Молодого гениального учёного Коврина начинает посещать бес в виде тёмного монаха. То, что это конкретно бес, а не кто второй, додуматься несложно: все его речи, обращённые к Коврину, направлены на возбуждение в человеке его гордыни и являются расхожим вариантом соблазна станете как всевышние. Тёмный монах — тёмный человек? Образ, в русской литературе идущий от Пушкина. Явление его — предвестье близкой смерти.

Святитель Игнатий (Брянчанинов) давал предупреждение: Неспециализированное правило для всех человеков пребывает в том, чтобы никак не вверяться духам, в то время, когда они явятся чувственным образом, не входить в беседу с ними, не обращать на них никакого внимания, признавать явление их величайшим и страшнейшим искушением.

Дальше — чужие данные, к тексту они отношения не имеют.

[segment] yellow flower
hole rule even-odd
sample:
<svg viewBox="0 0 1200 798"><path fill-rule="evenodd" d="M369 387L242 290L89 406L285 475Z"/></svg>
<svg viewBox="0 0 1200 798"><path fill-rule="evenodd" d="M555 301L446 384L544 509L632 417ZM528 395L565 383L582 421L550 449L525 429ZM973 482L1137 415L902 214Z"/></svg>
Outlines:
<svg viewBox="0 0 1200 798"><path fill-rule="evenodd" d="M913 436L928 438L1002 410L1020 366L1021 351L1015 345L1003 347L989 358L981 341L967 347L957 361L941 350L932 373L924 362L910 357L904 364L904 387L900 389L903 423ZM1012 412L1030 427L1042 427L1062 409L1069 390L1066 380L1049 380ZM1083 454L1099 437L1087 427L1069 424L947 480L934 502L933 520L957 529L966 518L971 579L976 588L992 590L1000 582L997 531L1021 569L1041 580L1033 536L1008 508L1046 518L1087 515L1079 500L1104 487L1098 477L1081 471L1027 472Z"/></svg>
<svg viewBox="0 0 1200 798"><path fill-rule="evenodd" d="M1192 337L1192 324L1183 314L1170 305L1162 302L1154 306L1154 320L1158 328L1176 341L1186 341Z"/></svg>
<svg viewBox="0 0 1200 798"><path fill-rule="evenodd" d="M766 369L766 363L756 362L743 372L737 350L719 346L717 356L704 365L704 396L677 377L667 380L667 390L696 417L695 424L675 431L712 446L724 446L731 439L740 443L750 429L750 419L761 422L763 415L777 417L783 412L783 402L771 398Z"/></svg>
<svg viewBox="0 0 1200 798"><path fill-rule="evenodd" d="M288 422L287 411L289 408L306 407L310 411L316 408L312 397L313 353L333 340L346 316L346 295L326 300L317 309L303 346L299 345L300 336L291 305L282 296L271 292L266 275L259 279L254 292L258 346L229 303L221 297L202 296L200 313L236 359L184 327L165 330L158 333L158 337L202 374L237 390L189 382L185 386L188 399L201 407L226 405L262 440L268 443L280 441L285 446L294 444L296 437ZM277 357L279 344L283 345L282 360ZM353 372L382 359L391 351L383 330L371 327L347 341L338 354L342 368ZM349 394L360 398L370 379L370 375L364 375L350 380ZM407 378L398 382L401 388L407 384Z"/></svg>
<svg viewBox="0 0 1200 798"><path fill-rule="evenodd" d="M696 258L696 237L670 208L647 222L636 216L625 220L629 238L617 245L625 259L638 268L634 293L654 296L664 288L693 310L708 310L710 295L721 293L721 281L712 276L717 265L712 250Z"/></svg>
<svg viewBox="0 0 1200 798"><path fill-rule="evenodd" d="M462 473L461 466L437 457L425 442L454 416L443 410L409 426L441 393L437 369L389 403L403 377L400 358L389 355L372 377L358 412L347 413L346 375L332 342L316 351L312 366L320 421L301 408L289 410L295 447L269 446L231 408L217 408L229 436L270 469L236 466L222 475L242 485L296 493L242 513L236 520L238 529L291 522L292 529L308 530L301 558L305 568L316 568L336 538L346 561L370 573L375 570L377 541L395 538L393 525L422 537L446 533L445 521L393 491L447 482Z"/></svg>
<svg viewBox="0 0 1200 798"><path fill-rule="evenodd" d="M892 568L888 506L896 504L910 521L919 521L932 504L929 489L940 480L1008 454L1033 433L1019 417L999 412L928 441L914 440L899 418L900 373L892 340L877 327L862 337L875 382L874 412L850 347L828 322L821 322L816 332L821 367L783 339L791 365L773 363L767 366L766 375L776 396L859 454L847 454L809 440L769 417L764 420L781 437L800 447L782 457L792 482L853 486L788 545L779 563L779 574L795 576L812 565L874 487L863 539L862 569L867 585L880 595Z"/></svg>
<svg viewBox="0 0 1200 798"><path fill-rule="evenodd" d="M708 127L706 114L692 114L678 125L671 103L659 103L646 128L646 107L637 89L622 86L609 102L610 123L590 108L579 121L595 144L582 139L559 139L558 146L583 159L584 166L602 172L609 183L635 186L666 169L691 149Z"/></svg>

На протяжении этого искушения должно устремлять сердце и мысль к Всевышнему с молитвою о помиловании и об избавлении от искушения.

Коврин, очевидно, о аналогичных предостережениях не слыхал, исходя из этого легко поддаётся прельстительным речам.

Бес использует утончённые способы соблазна. Он соблазняет конкретно особенной ролью в бессмертии, потому что таких гордецов, как Коврин, отсутствие бессмертия может лишь отпугнуть. Но к правде (идее бессмертия, вечности) папа лжи неизменно подмешивает неправда: не только льстивыми похвалами, но и неверным указанием на смысл жизни, всякой жизни, среди них и вечной. В Плане о мире человеку назначена роль соработника Божия, а не интеллектуального гедониста, включённого в процесс перманентного познания. Познание имеется идеал просветительской идеологии, ограниченного людской рассудка, оно даётся человеку вместо прошлого дара знания, потерянного в грехопадении. Научное познание — атрибут падшего мира, не более того.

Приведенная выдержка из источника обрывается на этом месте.